The paradigm of precision medicine envisions a future in which a patient’s molecular information can be interpreted in the context of accumulated worldwide knowledge to inform diagnosis, prognosis and treatment options most likely to benefit that individual patient. Although patients with any genetic disease would likely benefit from such molecularly-guided treatment options, cancer precision medicine currently serves as the forerunner of this paradigm, with recent studies demonstrating that molecular testing can inform treatments. Accordingly, a number of groups – including those from the commercial, governmental, and academic sectors – have created knowledgebases to annotate cancer genomic mutations associated with evidence of pathogenicity or relevant treatment options. However, in practice, clinicians and researchers are currently unable to effectively utilize the accumulated knowledge derived from such efforts. Integration of the available knowledge is infeasible because each institution (often redundantly) curates their own knowledgebase with limited adherence to any interoperability standards, contributing to a persistent interpretation bottleneck. Commercial entities and some academic entities offer only proprietary or otherwise limited-access databases. Using a single knowledgebase presents several disadvantages: (1) important mutations may be missed or require additional manual curation at the time of assay; (2) some mutations may be incorrectly interpreted based on partial knowledge from the literature; and (3) interpretation conflicts between different health providers may arise if they utilize different resources. Therefore, there is a clear need to standardize and coordinate clinical-genomics curation efforts across institutions, and create a public community resource able to query the aggregated information.

Here, we bring together several of the leading institutions who are independently developing comprehensive cancer clinical genomics databases. These groups share a desire to coordinate efforts to achieve an integrated resource that would dramatically enhance the value of each independent effort. Our ultimate goal is to create a federated query service able to interrogate associations between cancer gene alterations and clinical actions, for each disease setting, based on evidence amassed from all participating institutions world-wide.
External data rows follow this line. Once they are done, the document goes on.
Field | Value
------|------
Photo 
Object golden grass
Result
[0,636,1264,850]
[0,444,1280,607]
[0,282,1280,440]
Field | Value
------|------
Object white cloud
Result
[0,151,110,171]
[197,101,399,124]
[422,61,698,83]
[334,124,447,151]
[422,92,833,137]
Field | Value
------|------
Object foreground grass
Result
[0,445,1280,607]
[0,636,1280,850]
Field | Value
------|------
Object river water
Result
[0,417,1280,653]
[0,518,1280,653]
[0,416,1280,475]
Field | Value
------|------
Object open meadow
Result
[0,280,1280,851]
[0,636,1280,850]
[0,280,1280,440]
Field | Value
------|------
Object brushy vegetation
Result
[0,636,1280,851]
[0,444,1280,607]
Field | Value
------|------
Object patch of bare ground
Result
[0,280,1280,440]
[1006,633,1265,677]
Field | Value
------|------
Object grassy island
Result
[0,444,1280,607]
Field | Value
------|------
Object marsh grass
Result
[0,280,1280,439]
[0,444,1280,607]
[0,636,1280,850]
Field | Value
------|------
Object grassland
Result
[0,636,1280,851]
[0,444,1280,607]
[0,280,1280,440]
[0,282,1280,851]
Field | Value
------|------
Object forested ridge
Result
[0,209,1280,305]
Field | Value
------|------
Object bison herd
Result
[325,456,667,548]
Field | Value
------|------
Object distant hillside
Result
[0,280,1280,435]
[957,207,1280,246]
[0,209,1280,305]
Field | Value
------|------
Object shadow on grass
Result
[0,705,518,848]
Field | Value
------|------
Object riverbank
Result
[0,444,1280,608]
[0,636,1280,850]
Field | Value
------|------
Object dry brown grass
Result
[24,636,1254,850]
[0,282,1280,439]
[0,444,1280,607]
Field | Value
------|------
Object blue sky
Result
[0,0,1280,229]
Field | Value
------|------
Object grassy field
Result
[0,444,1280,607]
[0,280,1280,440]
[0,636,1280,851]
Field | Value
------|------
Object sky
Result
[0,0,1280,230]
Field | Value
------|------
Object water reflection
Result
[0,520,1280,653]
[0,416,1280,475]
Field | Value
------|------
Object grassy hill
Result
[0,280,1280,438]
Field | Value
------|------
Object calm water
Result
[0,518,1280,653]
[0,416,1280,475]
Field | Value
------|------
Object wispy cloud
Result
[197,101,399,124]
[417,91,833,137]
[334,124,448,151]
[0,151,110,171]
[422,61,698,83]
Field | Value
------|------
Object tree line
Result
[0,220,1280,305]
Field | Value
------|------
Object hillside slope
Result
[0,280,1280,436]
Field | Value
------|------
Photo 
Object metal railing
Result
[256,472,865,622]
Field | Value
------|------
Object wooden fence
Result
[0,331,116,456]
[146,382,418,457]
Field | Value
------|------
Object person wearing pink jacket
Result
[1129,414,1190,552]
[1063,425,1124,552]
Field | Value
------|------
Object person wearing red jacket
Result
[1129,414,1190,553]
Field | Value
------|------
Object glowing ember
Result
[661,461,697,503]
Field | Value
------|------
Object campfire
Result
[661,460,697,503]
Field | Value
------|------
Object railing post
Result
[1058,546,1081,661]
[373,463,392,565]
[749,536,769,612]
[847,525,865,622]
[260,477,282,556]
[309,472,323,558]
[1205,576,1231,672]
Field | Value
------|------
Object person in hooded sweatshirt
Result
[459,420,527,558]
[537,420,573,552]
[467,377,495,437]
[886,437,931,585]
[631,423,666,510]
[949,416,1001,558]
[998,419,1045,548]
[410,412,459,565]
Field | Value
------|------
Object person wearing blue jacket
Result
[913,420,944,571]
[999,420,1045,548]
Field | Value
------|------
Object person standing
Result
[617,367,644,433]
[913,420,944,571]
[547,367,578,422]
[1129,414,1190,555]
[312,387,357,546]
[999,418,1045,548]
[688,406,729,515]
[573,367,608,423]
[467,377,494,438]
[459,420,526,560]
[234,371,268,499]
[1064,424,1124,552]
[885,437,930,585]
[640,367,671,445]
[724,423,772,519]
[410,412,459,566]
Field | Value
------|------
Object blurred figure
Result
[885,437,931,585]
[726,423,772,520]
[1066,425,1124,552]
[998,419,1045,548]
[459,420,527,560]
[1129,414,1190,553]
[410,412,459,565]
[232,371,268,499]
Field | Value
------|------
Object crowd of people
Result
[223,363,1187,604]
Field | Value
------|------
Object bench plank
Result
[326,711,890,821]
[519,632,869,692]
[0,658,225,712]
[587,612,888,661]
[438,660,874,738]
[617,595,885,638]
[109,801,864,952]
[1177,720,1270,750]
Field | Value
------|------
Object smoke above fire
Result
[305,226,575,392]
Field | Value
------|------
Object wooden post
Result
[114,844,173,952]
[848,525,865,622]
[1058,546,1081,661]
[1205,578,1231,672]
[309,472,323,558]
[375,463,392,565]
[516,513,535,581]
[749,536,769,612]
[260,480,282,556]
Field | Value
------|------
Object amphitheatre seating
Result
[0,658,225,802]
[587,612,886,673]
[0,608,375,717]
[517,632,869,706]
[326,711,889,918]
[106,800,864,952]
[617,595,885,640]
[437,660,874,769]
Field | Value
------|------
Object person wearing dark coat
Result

The Global Alliance for Genomic Health (GA4GH) has worked over the past several years to create the data and application programming interface (API) standards to facilitate such integration, and prototyped cancer clinical genomics implementations conforming to GA4GH standards with multiple groups. The GA4GH hosted a meeting in April, 2016 to engage stakeholders. During this meeting, several groups who were already working on creating cancer clinical genomics resources expressed a desire to integrate their efforts, and developed a preliminary set of recommendations. The group agreed to form the Variant Interpretation for Cancer Consortium (VICC) with the following guiding principles and requirements for participation:

VICC Guiding Principles

  • While each individual knowledgebase will likely continue to exist to service the specific needs of each institution, there is clear value and necessity in sharing knowledge of cancer type-variant-drug associations. Such sharing will increase confidence where interpretations overlap, fill gaps, reduce redundancy, and leverage disparate domain expertise.
  • A minimal set of data elements for sharing interpretations is required. Each institute will commit to including at least these minimal elements in their curation data model.
  • Each institute will share all or a significant proportion of interpretations (with at least the minimal required data elements) accumulated by their current curation efforts. This will require releasing content under permissive licenses (free and non-exclusive for at least research use) and providing documented public APIs for data access.
  • Building on software developed for independent efforts will be critical to create a community resource. Therefore, software will be released in public repositories with open source licenses.
  • To avoid patient data privacy concerns, the project will focus initially on clinical interpretations derived from published findings (literature, conference proceedings, and clinical trial records), not individual patient/variant-level observations.
  • Data sharing will be facilitated by use of the Genotype-to-Phenotype schemas, APIs and demonstration implementations.
  • The VICC will make available bulk downloads of all cross-knowledgebase interpretations to facilitate data mining.